When they arrive in the U.S., Bao Li and Qing Bao will be quarantined for 30 days and then acclimated to their new habitat before they are introduced to the viewing public.
The National Zoo is soliciting $25 million in donations to upgrade the indoor and outdoor panda exhibits and the giant panda cam, which is used for livestreaming.
Construction has been continuing at the panda habitats since November. New features will include rock structures with pools of water, bamboo stands, structures to climb and toys to enhance the thinking and physical skills of the young pandas, zoo officials said.
The recall of pandas from zoos across the U.S. last year was widely seen as an indication of deteriorating relations between Beijing and Washington, but China’s official press has said little about the state of “panda diplomacy.”
President Biden and Chinese President Xi Jinping met in November at an Asia-Pacific summit in San Francisco seeking to ease bilateral frictions.
“We are ready to continue our cooperation with the United States on panda conservation. … I was told that many American people, especially children, were really reluctant to say goodbye to the pandas and went to the zoo to see them off,” Mr. Xi said in a speech at the time.
Xie Feng, Chinese ambassador to the United States, told the Reuters news agency that the new panda agreement was “a very good sign” for U.S.-China relations.
At the zoo and across the panda-verse, the excitement was palpable.
D.C. resident Ricardo Rivas told The Washington Times, “I can’t wait because we were sad to see them go.”
Staffers have posted signs at the zoo announcing the upcoming panda arrivals.
“Hooray Best news!! Thank you!! One is Bao Bao’s son — the very panda my young daughter — at the time — watched grow up. I’m crying,” commenter Jackie Kempinska said on the zoo’s Facebook post of the announcement video.
The D.C. Council posted a version of the city’s flag with its three stars replaced by panda heads, writing, “Looking forward to putting the ‘panda’ back in the Nation’s Ca-panda-l!”
“It connects me to my Chinese heritage and the one time I visited pandas at the Beijing zoo with my family,” Charlie Yang, 28, of Boston, told The Times.
“It’s different and definitely makes the zoo stand out,” said Mr. Yang’s girlfriend, Celina Hollmichael, 24.

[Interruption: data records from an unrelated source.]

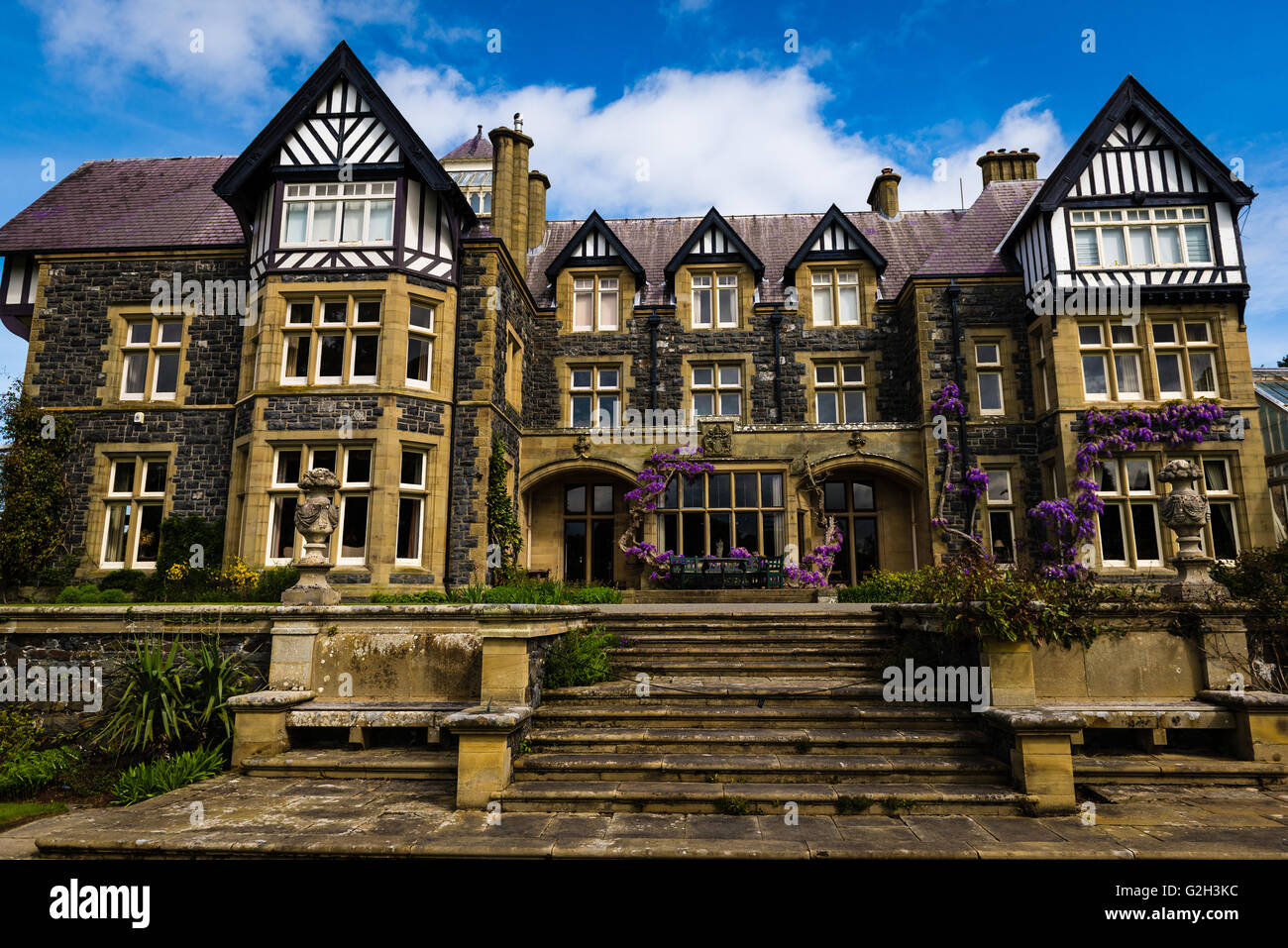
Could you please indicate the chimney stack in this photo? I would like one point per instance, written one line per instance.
(884, 197)
(511, 188)
(1009, 165)
(537, 187)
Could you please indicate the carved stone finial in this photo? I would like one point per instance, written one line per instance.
(316, 520)
(1185, 510)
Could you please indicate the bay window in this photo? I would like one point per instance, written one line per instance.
(1141, 237)
(331, 342)
(357, 213)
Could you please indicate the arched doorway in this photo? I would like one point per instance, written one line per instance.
(574, 515)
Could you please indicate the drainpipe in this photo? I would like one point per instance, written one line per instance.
(655, 321)
(960, 377)
(776, 321)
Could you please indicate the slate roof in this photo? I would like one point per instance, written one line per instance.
(906, 243)
(971, 249)
(138, 202)
(477, 149)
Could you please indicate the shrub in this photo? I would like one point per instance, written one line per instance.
(128, 579)
(33, 489)
(179, 533)
(883, 587)
(580, 657)
(89, 594)
(429, 596)
(158, 777)
(151, 710)
(176, 697)
(1261, 578)
(273, 581)
(31, 771)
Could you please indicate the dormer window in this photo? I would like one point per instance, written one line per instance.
(1141, 237)
(719, 301)
(593, 304)
(359, 213)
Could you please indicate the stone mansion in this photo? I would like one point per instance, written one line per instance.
(339, 296)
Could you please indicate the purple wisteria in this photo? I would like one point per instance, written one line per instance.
(1070, 523)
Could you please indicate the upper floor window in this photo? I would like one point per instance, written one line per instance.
(717, 390)
(838, 397)
(717, 301)
(595, 397)
(1000, 504)
(477, 187)
(150, 368)
(1111, 361)
(1141, 237)
(835, 298)
(420, 346)
(133, 510)
(593, 304)
(327, 214)
(1185, 357)
(988, 372)
(331, 342)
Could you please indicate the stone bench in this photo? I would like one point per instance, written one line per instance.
(359, 716)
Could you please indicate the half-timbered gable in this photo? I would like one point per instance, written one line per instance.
(1136, 200)
(595, 245)
(339, 180)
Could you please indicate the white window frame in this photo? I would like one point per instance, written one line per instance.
(1151, 219)
(428, 335)
(417, 492)
(838, 388)
(717, 389)
(339, 194)
(993, 369)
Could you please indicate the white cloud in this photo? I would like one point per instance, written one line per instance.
(746, 141)
(244, 40)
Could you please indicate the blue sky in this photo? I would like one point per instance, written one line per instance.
(669, 107)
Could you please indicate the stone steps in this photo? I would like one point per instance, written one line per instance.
(767, 690)
(814, 716)
(782, 740)
(1175, 768)
(760, 768)
(376, 763)
(853, 797)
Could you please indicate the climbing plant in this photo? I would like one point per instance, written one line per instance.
(651, 484)
(502, 524)
(1069, 524)
(974, 484)
(33, 487)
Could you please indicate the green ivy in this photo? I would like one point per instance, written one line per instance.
(33, 488)
(502, 526)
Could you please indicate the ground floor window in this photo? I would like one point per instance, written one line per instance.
(353, 468)
(715, 513)
(134, 506)
(854, 505)
(589, 533)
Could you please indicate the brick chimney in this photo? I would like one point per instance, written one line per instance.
(510, 187)
(1009, 166)
(537, 187)
(884, 197)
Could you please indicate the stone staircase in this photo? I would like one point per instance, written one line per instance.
(748, 710)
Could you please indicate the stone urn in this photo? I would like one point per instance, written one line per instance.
(1185, 510)
(316, 520)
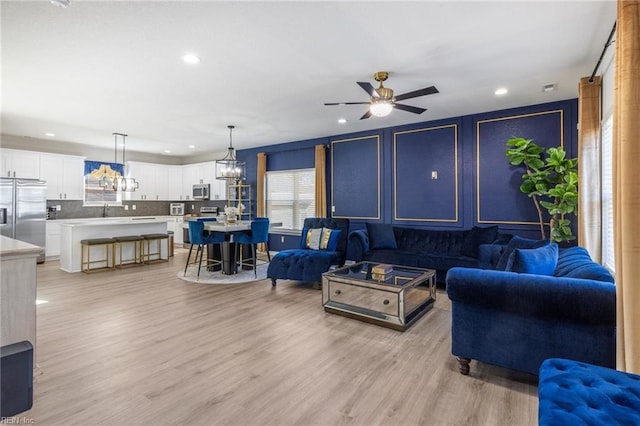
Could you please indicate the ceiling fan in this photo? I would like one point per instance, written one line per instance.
(382, 99)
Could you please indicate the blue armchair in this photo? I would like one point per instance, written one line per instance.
(308, 264)
(518, 319)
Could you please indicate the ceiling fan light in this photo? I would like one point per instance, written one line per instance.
(381, 108)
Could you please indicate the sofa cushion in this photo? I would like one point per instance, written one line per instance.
(515, 243)
(381, 236)
(329, 239)
(575, 262)
(477, 236)
(541, 260)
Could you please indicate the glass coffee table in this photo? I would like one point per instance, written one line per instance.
(388, 295)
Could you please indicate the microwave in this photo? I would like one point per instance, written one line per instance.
(176, 209)
(201, 191)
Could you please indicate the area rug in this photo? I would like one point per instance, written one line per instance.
(216, 277)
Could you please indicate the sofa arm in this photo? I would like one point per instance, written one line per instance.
(359, 244)
(557, 298)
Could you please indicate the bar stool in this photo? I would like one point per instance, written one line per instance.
(146, 247)
(108, 245)
(259, 234)
(137, 241)
(199, 238)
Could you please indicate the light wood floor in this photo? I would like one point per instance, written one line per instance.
(140, 346)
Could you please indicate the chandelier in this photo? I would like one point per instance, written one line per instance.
(228, 168)
(115, 181)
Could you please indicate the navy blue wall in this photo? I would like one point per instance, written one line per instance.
(445, 174)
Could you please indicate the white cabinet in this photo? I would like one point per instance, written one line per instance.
(203, 173)
(52, 240)
(64, 175)
(175, 183)
(153, 181)
(17, 163)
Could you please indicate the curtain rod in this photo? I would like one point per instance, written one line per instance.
(604, 50)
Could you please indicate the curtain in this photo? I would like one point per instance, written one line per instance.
(589, 167)
(260, 190)
(321, 181)
(626, 210)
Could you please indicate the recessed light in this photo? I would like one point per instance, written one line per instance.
(191, 58)
(61, 3)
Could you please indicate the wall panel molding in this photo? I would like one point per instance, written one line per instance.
(355, 163)
(418, 195)
(496, 179)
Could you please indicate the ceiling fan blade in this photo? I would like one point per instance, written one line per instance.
(367, 87)
(409, 108)
(348, 103)
(422, 92)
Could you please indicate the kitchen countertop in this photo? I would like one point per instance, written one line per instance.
(103, 221)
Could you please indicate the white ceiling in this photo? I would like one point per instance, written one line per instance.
(100, 67)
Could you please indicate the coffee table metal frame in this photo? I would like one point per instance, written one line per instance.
(395, 302)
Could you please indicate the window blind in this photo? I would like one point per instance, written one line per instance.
(291, 197)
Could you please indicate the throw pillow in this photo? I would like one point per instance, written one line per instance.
(329, 239)
(477, 236)
(381, 236)
(515, 243)
(313, 238)
(540, 261)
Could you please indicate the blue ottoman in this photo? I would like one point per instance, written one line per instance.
(577, 393)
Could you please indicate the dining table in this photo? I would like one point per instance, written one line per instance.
(228, 248)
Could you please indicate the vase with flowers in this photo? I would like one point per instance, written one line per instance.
(231, 213)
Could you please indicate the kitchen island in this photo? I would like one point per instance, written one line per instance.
(71, 233)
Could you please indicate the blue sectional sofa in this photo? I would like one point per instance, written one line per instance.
(547, 303)
(432, 249)
(308, 264)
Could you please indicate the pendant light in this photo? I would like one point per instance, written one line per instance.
(229, 168)
(115, 181)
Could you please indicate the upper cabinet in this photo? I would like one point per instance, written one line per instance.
(175, 183)
(17, 163)
(64, 175)
(153, 181)
(197, 173)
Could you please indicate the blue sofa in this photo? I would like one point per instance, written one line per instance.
(306, 264)
(425, 248)
(578, 393)
(533, 310)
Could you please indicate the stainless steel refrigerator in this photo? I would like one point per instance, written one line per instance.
(23, 207)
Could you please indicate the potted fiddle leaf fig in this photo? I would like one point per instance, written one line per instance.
(551, 181)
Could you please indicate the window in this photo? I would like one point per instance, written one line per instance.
(291, 197)
(608, 253)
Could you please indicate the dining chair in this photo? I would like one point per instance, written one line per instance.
(198, 237)
(259, 234)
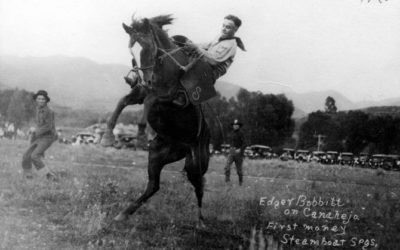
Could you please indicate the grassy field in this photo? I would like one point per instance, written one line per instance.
(95, 183)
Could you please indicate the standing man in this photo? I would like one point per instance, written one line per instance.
(236, 151)
(43, 136)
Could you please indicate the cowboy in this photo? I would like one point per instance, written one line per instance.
(221, 51)
(215, 59)
(237, 143)
(43, 136)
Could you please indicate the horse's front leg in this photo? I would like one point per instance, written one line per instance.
(132, 98)
(160, 154)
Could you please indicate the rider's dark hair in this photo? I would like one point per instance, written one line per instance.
(236, 20)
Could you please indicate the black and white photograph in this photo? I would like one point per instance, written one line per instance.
(200, 125)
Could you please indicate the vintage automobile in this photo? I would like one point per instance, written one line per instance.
(302, 155)
(331, 157)
(225, 149)
(377, 160)
(83, 137)
(288, 154)
(126, 141)
(318, 156)
(346, 158)
(391, 162)
(363, 160)
(259, 152)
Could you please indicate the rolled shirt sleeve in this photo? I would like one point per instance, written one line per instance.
(45, 122)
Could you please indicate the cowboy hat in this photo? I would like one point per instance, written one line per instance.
(42, 93)
(236, 122)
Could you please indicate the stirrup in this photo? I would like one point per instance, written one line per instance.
(181, 99)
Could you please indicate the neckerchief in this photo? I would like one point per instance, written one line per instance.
(238, 41)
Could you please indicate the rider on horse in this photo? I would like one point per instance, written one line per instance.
(218, 55)
(210, 62)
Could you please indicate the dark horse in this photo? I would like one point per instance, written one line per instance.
(181, 131)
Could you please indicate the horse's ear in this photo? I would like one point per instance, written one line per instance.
(146, 25)
(127, 28)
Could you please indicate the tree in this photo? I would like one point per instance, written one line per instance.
(330, 106)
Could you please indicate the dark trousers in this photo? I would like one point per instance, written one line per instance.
(236, 158)
(35, 152)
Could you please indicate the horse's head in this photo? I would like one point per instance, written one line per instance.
(149, 35)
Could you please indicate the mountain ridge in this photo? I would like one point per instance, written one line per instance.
(81, 83)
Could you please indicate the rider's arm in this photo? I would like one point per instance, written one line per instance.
(218, 53)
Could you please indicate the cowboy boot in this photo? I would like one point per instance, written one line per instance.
(108, 139)
(141, 136)
(131, 81)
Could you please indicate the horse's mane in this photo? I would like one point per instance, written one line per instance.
(157, 23)
(162, 20)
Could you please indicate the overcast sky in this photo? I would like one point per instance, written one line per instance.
(351, 46)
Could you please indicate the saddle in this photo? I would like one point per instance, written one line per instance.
(198, 81)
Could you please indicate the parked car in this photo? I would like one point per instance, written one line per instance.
(362, 160)
(377, 160)
(391, 162)
(331, 157)
(302, 155)
(318, 156)
(346, 158)
(83, 138)
(260, 152)
(225, 149)
(288, 154)
(126, 141)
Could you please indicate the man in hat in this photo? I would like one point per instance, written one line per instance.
(221, 51)
(43, 136)
(236, 151)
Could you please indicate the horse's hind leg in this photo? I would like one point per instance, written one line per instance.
(160, 154)
(195, 176)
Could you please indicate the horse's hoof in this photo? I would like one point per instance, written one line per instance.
(200, 225)
(121, 217)
(107, 140)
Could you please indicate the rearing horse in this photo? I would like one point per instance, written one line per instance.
(181, 132)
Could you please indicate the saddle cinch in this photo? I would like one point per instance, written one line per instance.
(198, 82)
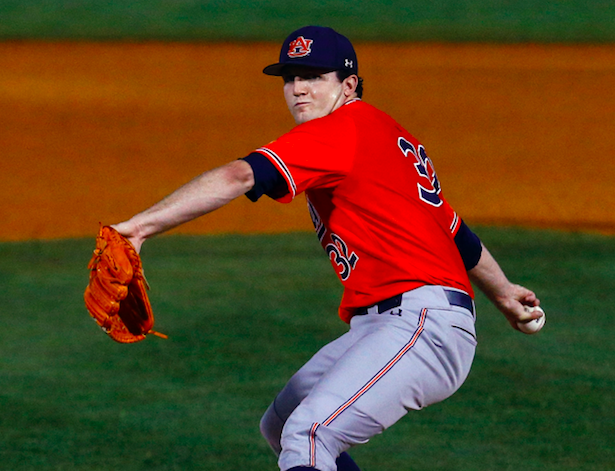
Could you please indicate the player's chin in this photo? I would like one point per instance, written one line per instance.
(305, 116)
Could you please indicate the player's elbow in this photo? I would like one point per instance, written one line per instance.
(239, 174)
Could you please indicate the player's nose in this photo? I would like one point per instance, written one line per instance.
(299, 86)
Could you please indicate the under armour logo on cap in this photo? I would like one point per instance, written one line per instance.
(300, 47)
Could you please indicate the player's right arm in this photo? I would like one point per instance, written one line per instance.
(508, 297)
(204, 194)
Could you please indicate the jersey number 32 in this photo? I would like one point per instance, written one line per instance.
(430, 191)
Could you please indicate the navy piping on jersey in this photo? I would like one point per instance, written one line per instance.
(267, 179)
(469, 246)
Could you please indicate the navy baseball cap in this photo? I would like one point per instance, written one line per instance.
(316, 46)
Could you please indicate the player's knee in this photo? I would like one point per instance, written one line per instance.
(305, 443)
(271, 428)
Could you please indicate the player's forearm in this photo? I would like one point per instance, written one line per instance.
(490, 278)
(508, 297)
(206, 193)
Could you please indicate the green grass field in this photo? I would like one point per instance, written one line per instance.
(243, 312)
(387, 20)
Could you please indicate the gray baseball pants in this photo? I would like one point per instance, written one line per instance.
(390, 361)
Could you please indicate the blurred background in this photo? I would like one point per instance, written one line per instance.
(512, 100)
(108, 106)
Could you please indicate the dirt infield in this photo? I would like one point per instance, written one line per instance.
(96, 132)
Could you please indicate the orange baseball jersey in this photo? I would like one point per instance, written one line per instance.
(375, 202)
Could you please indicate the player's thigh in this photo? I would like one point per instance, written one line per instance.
(404, 362)
(304, 380)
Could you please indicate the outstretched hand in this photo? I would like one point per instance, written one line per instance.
(508, 297)
(512, 305)
(130, 231)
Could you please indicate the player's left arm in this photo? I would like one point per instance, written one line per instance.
(204, 194)
(487, 274)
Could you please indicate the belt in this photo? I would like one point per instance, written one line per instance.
(455, 298)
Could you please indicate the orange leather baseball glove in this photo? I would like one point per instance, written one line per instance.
(116, 295)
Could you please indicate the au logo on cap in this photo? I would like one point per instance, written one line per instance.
(300, 47)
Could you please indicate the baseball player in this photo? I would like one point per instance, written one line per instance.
(404, 256)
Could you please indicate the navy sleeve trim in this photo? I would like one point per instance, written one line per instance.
(267, 179)
(469, 246)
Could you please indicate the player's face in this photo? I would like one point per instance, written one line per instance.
(312, 94)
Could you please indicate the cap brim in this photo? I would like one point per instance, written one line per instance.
(274, 69)
(280, 68)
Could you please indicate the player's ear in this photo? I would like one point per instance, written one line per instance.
(350, 84)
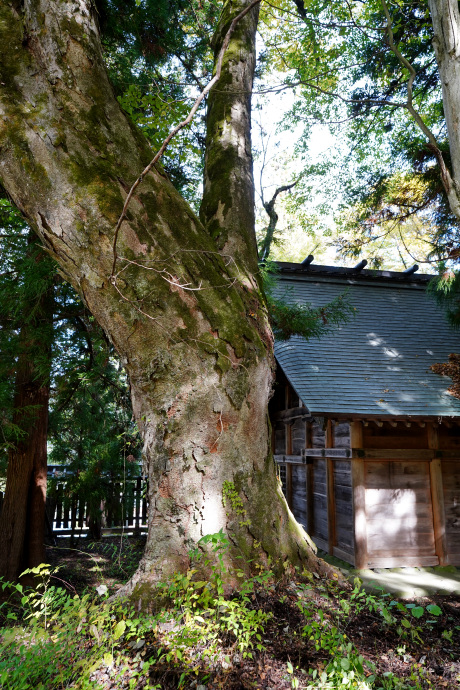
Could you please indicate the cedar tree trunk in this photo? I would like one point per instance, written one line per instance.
(22, 518)
(446, 42)
(183, 309)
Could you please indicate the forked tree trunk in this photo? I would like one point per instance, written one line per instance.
(22, 518)
(445, 17)
(189, 322)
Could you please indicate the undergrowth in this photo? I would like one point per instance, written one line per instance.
(53, 639)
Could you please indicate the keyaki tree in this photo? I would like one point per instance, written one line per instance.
(178, 295)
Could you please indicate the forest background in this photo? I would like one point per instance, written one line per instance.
(375, 189)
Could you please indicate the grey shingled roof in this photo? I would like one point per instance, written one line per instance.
(378, 363)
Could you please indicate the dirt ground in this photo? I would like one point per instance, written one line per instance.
(431, 661)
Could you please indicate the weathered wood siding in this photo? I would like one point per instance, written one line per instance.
(451, 486)
(343, 510)
(408, 499)
(399, 516)
(299, 496)
(320, 532)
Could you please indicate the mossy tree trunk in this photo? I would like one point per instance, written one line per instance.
(183, 310)
(22, 518)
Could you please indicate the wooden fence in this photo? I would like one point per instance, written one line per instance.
(123, 508)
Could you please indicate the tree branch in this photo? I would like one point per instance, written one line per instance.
(178, 128)
(273, 216)
(433, 144)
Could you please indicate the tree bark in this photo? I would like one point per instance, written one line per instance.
(446, 42)
(189, 323)
(22, 518)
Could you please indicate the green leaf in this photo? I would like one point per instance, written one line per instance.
(119, 629)
(434, 610)
(418, 611)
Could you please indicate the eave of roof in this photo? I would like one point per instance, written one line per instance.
(377, 365)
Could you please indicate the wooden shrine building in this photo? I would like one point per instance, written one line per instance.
(366, 435)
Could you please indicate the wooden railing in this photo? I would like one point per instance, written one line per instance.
(123, 508)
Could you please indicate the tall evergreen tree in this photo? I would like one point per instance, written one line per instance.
(26, 313)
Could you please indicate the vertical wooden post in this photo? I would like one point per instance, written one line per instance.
(288, 446)
(331, 531)
(437, 497)
(359, 498)
(287, 395)
(309, 480)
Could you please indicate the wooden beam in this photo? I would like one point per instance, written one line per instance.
(326, 452)
(289, 485)
(439, 518)
(437, 497)
(359, 496)
(356, 435)
(409, 454)
(331, 527)
(309, 480)
(288, 466)
(359, 513)
(432, 435)
(291, 414)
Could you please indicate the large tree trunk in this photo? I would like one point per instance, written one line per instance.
(22, 518)
(446, 42)
(189, 323)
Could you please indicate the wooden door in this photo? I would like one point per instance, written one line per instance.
(399, 515)
(451, 484)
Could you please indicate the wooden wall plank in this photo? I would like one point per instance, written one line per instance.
(329, 443)
(359, 498)
(439, 518)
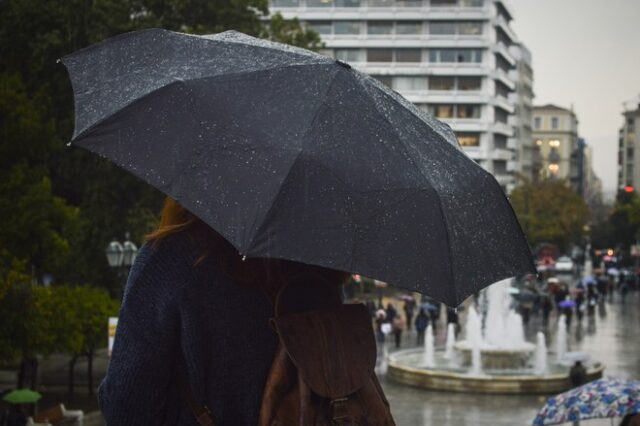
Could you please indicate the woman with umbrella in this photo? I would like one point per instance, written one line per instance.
(255, 142)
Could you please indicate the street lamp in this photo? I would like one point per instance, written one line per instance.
(121, 256)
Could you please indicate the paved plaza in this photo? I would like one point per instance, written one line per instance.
(613, 338)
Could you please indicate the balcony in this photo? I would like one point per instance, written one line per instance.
(501, 49)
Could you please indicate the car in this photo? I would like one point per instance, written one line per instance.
(564, 264)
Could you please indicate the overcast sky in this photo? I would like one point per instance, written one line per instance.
(586, 53)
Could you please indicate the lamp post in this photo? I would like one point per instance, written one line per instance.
(121, 256)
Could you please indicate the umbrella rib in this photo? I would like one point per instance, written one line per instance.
(409, 158)
(296, 159)
(87, 131)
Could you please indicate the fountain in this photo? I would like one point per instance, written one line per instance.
(451, 341)
(497, 359)
(541, 354)
(429, 348)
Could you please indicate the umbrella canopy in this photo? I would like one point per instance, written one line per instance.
(22, 396)
(567, 303)
(290, 154)
(599, 399)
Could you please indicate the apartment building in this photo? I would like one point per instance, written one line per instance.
(628, 144)
(557, 149)
(452, 58)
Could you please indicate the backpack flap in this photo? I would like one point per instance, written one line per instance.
(333, 349)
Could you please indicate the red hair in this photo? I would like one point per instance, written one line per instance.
(271, 273)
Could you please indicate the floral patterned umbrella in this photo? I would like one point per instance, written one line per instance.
(601, 398)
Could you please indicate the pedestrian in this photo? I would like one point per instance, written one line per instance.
(580, 302)
(452, 318)
(408, 313)
(631, 420)
(577, 374)
(546, 310)
(381, 319)
(391, 312)
(371, 307)
(195, 325)
(568, 314)
(422, 322)
(398, 325)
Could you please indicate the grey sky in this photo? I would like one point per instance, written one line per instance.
(585, 53)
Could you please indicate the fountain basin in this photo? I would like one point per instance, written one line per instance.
(497, 359)
(497, 382)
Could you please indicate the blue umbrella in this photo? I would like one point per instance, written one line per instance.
(599, 399)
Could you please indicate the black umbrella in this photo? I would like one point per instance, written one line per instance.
(293, 155)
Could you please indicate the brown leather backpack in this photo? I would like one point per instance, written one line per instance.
(323, 371)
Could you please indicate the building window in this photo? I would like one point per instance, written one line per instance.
(455, 55)
(501, 115)
(380, 27)
(500, 167)
(469, 83)
(409, 83)
(442, 83)
(285, 3)
(470, 28)
(346, 27)
(442, 111)
(408, 55)
(347, 3)
(409, 3)
(442, 28)
(379, 55)
(348, 55)
(408, 28)
(499, 141)
(468, 111)
(321, 27)
(469, 139)
(387, 80)
(381, 3)
(319, 3)
(502, 90)
(444, 3)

Not everyone is pleased about the return of the pandas. One social media user decried the costs.
“I wish American zoos would use their resources to help endangered native species instead of paying enormous sums to fly exotic, high-maintenance pandas here from the other side of the planet,” user @MrTinDC wrote on X.
Frequent zoo visitor and Northwest D.C. denizen Miles Gooden, 28, worried that the endangered pandas were a sort of geopolitical football.
“I’m excited about the conservation efforts and seeing pandas again, but I’m sad we treat them like Chinese citizens and geopolitical pawns,” he said. “I just worry about what’s best for the pandas.”